In Westminster, Md. last month, a judge ordered the public and press out of a rape trial, saying the victim in the case would be embarrassed by their presence during the trial.
In Oakland, Calif., a judge closed a pre-trial hearing in a murder case at the request of a defense attorney and despite vigorous protests from the prosecutor and the press. The judge said he had no other choice.
Members of the public, but not the press, were allowed to watch jury selection in a Conway, S.C. rape case, after the judge decided that news reports would jeopardize the defendant's right to a fair trial.
Those examples were among more than 30 cases, cited by the Reporters Committee for Freedom of the Press, in which recent efforts have been made to keep the press out of the courtroom. The judges have indicated they were acting on the authority of a July 2 U.S. Supreme Court decision which held the public has no constitutional right to attend criminal trials.
The Supreme Court's decision is "being read for all it's worth" by trial court judges, said Harvard Law School's Laurence H. Tribe, a constitutional law specialist.
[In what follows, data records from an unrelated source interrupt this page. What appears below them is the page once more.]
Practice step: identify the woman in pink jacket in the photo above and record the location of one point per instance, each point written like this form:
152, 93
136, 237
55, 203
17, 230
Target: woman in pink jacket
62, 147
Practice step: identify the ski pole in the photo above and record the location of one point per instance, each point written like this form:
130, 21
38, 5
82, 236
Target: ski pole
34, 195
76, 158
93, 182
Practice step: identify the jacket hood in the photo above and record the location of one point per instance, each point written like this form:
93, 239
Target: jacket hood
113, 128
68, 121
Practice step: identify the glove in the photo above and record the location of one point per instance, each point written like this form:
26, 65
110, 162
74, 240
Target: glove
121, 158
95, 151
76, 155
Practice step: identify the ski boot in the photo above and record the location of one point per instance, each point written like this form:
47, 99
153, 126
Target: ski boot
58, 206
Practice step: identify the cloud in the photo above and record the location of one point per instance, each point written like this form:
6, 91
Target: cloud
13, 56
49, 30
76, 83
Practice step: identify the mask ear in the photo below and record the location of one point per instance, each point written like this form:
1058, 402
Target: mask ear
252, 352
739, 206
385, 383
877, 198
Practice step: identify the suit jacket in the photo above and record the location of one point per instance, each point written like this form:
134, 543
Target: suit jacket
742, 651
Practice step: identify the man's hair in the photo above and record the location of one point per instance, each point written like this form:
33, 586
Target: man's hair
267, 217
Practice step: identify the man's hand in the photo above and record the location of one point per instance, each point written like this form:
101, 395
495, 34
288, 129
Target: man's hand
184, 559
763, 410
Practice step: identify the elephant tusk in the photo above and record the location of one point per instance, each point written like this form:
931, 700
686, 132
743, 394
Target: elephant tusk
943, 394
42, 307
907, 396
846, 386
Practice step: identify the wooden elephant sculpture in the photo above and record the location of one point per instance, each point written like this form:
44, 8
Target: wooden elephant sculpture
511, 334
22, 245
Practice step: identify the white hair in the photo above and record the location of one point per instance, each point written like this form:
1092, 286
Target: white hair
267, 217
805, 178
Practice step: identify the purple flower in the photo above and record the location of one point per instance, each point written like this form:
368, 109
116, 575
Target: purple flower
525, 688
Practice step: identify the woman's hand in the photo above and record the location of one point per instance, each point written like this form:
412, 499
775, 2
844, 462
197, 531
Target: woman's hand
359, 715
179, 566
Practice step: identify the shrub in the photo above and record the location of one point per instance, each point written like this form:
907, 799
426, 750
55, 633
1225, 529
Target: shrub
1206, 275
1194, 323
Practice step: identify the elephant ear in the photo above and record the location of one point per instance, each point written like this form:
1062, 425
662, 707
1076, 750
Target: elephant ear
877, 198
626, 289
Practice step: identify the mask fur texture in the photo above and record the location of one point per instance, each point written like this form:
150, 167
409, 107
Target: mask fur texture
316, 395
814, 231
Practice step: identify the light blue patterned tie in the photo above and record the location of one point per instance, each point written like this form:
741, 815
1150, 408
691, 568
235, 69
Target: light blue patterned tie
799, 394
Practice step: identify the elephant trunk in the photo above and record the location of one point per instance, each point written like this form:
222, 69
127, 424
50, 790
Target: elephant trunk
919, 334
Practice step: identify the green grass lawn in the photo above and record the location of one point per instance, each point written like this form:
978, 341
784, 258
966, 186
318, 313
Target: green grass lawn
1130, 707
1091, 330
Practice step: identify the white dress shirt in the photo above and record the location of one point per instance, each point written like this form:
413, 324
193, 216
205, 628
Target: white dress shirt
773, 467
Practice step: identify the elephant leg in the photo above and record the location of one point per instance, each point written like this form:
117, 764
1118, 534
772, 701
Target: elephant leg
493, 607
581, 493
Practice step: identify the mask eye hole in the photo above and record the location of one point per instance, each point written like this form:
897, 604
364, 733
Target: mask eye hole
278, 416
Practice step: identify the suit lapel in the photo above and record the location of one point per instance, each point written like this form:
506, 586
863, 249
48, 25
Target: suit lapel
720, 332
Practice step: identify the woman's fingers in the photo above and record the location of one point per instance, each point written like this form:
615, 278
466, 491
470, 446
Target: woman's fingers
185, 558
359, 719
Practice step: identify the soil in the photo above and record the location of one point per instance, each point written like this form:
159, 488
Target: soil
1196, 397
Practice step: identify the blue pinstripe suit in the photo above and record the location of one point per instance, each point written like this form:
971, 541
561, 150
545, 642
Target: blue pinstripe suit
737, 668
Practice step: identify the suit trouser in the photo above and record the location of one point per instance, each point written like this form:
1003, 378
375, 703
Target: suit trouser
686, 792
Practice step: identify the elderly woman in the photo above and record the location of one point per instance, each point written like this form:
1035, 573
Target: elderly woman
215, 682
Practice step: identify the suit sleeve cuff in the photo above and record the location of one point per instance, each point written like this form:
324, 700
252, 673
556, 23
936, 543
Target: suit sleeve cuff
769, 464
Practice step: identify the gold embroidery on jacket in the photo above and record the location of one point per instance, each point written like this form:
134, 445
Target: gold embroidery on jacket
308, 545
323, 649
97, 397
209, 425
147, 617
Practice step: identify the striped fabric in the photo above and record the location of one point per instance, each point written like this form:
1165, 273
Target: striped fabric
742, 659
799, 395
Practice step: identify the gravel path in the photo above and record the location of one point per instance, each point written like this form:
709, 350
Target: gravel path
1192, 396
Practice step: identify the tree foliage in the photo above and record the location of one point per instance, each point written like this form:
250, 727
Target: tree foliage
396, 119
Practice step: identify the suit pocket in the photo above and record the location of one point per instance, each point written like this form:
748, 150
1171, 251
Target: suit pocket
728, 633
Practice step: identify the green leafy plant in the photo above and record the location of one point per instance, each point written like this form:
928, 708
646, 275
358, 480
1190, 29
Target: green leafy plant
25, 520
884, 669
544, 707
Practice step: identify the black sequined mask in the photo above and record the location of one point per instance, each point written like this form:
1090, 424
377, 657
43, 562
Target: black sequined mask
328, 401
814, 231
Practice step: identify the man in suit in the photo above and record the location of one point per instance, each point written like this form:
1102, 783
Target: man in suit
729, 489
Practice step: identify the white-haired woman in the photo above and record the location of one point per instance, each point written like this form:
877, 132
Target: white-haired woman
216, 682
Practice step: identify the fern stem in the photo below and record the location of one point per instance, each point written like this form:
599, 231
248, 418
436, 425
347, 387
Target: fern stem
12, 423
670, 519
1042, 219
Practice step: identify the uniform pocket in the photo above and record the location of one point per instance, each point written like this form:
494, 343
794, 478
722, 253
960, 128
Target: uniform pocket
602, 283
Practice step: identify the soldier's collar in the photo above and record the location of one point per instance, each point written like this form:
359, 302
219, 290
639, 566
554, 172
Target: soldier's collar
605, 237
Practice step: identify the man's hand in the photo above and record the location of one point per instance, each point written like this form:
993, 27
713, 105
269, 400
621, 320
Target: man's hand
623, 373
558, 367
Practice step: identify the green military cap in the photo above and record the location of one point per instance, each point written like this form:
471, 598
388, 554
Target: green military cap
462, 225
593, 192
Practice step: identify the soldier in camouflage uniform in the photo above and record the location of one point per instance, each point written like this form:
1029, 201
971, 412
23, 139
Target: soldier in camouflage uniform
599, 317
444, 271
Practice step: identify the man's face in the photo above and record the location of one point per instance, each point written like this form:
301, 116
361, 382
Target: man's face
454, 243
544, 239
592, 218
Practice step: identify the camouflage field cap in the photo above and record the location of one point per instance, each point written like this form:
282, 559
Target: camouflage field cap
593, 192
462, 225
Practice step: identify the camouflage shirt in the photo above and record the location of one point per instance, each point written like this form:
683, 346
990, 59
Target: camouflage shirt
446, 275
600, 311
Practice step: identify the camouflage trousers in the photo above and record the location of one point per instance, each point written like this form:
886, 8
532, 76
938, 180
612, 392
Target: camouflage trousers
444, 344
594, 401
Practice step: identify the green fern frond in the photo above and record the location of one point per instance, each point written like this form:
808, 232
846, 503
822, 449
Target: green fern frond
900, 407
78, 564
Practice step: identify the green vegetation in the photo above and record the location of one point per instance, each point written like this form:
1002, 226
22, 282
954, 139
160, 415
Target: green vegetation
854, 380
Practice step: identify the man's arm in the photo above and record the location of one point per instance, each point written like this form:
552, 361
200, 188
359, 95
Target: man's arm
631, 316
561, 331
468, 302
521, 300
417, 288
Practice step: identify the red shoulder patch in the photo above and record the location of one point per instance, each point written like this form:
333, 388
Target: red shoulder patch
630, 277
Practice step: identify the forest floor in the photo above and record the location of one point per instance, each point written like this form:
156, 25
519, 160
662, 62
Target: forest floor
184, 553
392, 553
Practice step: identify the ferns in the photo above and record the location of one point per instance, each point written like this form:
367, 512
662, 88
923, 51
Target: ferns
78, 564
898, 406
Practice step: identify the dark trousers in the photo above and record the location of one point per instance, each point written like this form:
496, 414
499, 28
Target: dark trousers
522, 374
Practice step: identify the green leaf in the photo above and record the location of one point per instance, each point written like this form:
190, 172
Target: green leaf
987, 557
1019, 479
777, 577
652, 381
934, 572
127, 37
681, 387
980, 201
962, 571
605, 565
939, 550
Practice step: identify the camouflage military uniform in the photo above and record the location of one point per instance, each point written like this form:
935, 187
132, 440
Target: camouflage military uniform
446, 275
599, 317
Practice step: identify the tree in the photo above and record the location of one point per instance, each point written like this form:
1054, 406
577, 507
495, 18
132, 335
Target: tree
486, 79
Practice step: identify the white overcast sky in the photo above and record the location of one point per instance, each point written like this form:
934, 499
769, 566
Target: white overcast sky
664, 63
According to the reporters committee research, press access to proceedings was banned or upheld on appeal in 18 cases since the Supreme Court's July 2 decision, and 10 requests for closure were turned down by the county.
In two other cases, closure motions were not acted on by the court and in a third, a judge of the requests came in pre-trial hearings did not ban reporters from some of the proceedings but forbade them from writing about them.
At least 20 of the requests came in pre-trial hearings but seven involved full trial proceedings, the committee found. Motions to seal off proceedings were also made in a probable cause hearing and in a sentencing proceeding, the committee said.
In the majority of those cases, prejudicial publicity was cited as the request for closing the courtroom proceeding. But in two cases, "embarrassment" was the factor relied on to request the hearing to be closed.
For example, in Buffalo, N.Y. three days after the Supreme Court's decision, a judge agreed to seal off a pretrial hearing involving a Roman Catholic nun who was charged with mistreating a student. According to the committee, her lawyer had argued that the proceeding could be embarrassing to the nun.
In another case, recently upheld on the Virginia Supreme Court, a trial judge who agreed to close off a trial noted that the physical layout of the courtroom was unsuitable for a large number of observers. They might distract the jury, he said.
"The principle (in the U.S. Supreme Court case) begins to spread to matters that look more to convenience than prejudice," said A. E. Dick Howard of the University of Virginia, who is also a constitutional expert.
The Supreme Court 5-4 ruling was handed down in the case of a reporter from the Gannett newspaper chain who was banned from a New York pre-trial hearing on suppression of a piece of evidence. The lower court judge had granted a defense motion - which the prosecution did not oppose - to close the hearing.
In its decision, the Supreme Court majority agreed that when the prosecution, defense and the court conclude that a hearing should be closed to avoid prejudicial publicity, the public has no independent, constitutional right to be in the courtroom.
The scope of the ruling was viewed in three different ways by justices who concurred in the opinion - a factor that may account for the confusion of cases since then in the lower courts, legal observors said.
"It's just easier to err on the side of closing things down," said Harvard's Tribe.
Chief Justice Warren E. Burger, for example, stressed that he was speaking to the notion of a "pre-trial" hearing. Justice Lewis F. Powell Jr. joined with the majority but warned that there may be limits on sealing pretrial proceedings. Justice William H. Rehnquist, however, said flatly that if the parties agree and judge does not have to set forth any reason for closing a pretrial or a trial proceeding.
Tribe predicted the requests for all kinds of closed hearings would continue "until and unless" the Supreme Court sets out some limits.
"I would be surprised if the (Supreme) Court were not distressed by how rapidly the willingness to shut down trials has manifested itself," Tribe said in a telephone interview.
The high court's option, Tribe said, would be to agree to consider another press case and then state that the Gannett case was "not as sweeping" as some courts apparently think "or confirm the worst fears."
Virginia's Howard characterized the Gannett case as an "inherently unstable opinion."
"If the trial courts tend to run away with it...then it might be the court would come back and take a second look" at the question, Howard said.
Jack C. Landau, executive director of the Reporters Committee, expressed concern both over the growing frequency of the closure requests, but also about the fact that prosecutors in most cases have gone along with the defense request.
In one case cited by the committee, in Oklahoma City, the motion to seal all pretrial proceedings because of possible prejudicial publicity was made by the U.S. Attorney in the case. The press and the defense lawyer in the case opposed the motion and it was denied by the court which noted that under the Gannett rule, only the defense could ask for a closed hearing.
In an effort to prepare its reporters for sudden courtroom announcements that a proceeding would be closed, the Associated Press recently distributed to its news staff a prepared statement to be read aloud to a judge in such instances, according to Louis D. Boccardi, AP's executive editor and vice-president.
The statement, which Boccardi described as "concise and legalistic," objects to any closed proceeding, sets forth the reasons why and asks for time for further argument before a decision is made by the court.